You’ve got to be kidding me…
That damned Moonie…
Captain’s Starlog, Supplemental
Turns out that Enterprise has left space dock without any shuttlepods and so we’ll have to use the transporter to beam down away teams to explore this world. Despite improvements made to our transporter system, many crew remain skeptical over its use over…
“Tucker to Captain Archer.”
Computer… actually, belay that. “Go ahead, Trip.”
“Cap’n, I don’t know how to break this you, but the transporters are malfunctioning.”
“What do you mean malfunctioning?”
“I mean, they don’t work. We’ve tried to beam down a small crew, but the transporter refuses to work.”
“Have you discovered why?”
“Well, I did a little digging and…”
“Well?”
“Cap’n, I don’t know how to tell you this, but…”
“What is it, Trip?”
“We don’t have any transporters.”
“What do you mean ‘We don’t have transporters?'”
“Well, turns out this isn’t a transporter. It’s a television set made to resemble a transporter. All these instruments are just a bunch of lights and switches that make noise whenever we touch them.”
“…”
“Cap’n, are you still there?”
“Yes, Trip. Have we figured out how this happened?”

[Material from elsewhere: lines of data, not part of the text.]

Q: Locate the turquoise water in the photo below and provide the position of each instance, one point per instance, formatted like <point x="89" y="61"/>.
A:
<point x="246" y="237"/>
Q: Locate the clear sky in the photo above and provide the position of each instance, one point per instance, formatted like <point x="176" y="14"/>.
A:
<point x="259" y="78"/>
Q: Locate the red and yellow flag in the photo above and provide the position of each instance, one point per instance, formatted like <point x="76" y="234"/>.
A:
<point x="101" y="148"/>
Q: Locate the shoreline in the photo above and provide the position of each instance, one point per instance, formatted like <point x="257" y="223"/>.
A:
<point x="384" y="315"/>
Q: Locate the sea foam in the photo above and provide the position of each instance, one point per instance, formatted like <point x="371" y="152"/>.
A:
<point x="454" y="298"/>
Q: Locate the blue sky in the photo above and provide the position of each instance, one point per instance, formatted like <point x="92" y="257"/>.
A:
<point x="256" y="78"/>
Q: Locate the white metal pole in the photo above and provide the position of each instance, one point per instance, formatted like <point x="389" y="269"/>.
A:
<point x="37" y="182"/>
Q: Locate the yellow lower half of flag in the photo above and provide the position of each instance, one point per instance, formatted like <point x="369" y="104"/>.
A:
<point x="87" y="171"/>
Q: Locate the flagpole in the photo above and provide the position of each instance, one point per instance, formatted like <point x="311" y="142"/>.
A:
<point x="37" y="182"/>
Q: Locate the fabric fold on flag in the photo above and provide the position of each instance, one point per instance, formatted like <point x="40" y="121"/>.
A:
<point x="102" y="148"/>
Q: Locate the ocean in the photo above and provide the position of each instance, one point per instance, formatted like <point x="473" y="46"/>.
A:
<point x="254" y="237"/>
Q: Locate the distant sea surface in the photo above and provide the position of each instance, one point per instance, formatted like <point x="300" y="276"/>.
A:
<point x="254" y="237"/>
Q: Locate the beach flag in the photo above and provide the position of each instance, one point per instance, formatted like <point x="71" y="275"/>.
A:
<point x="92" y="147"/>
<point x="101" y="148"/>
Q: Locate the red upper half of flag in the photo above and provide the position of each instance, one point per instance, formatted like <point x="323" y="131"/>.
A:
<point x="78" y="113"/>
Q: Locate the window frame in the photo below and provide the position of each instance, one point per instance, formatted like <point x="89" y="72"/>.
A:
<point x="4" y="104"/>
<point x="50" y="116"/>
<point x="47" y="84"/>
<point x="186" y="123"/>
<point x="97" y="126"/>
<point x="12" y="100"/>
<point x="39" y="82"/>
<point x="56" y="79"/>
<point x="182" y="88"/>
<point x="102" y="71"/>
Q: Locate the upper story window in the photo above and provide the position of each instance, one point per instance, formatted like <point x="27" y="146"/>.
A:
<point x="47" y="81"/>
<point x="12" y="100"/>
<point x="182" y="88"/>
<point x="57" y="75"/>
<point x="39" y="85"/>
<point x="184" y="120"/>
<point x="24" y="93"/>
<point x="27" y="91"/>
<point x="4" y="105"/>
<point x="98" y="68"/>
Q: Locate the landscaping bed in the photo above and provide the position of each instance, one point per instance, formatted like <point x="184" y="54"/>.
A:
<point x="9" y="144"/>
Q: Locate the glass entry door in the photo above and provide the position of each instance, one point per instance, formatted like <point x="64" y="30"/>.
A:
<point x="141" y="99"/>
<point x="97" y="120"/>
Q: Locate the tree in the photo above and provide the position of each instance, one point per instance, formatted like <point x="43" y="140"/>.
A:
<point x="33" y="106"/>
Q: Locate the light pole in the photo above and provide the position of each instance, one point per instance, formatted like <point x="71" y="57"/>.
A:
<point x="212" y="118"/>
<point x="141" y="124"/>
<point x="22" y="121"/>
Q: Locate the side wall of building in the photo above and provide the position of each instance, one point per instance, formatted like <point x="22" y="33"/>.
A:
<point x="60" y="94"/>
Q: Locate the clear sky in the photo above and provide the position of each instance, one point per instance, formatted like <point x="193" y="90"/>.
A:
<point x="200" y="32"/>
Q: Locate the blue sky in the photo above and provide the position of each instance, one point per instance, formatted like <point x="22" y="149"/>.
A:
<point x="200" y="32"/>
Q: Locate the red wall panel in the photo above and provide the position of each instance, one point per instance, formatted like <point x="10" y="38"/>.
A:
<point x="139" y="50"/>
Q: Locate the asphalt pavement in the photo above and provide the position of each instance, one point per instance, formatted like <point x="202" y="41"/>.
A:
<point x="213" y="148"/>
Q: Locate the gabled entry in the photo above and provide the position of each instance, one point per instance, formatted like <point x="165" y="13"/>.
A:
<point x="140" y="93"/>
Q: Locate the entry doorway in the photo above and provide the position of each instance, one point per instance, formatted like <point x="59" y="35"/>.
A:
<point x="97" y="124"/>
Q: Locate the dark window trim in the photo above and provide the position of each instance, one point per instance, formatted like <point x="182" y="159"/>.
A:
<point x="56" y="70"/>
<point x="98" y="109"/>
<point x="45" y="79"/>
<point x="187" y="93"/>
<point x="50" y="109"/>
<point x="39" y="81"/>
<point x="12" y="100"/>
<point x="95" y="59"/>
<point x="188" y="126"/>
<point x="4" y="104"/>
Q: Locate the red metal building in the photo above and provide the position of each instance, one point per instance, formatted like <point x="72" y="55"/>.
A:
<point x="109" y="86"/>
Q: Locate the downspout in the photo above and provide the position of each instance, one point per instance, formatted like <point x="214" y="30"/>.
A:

“My crew’s looking into it, sir, but apparently, this had to have happened before we left space dock?”
“And how did you not catch this before?”
“Must have been a false reading throwing us off. Nothing gave it away until just before I contacted you.”
“Figures.”
“I don’t know what to tell you, sir.”
“Don’t worry about it, Trip. Somehow, I don’t think it’s your fault.”
“It’s those bastards at the studio, isn’t it? They did this to us.”
“That’s enough, Trip.”
“Sorry, sir.”
“No, Trip. I mean that’s enough of them messing with our mission. I’m done having this ship be pawns in this network’s life long mission to sacrifice our existence for the sake of Dawson. The line must be drawn here! THIS FAR, NO FURTHER.”
“Uh, Cap’n?”
“Yes, Trip.”
“The warp drive is off-line.”
“What do you mean?”
“…”
“Trip?”
“…”
“Archer to Commander Tucker.”
“…”
“Archer to T’Pol.”
“…”
“Archer to anyone on this ship.”
“Tee, hee, hee…”
“Who is this?”
“Ooh. Much anger in you, there is.”
“You’re damned right I’m angry. Who is this and what have you done with my ship?”
“YOUR ship? Your ship, this is not. To the studio, this belongs.”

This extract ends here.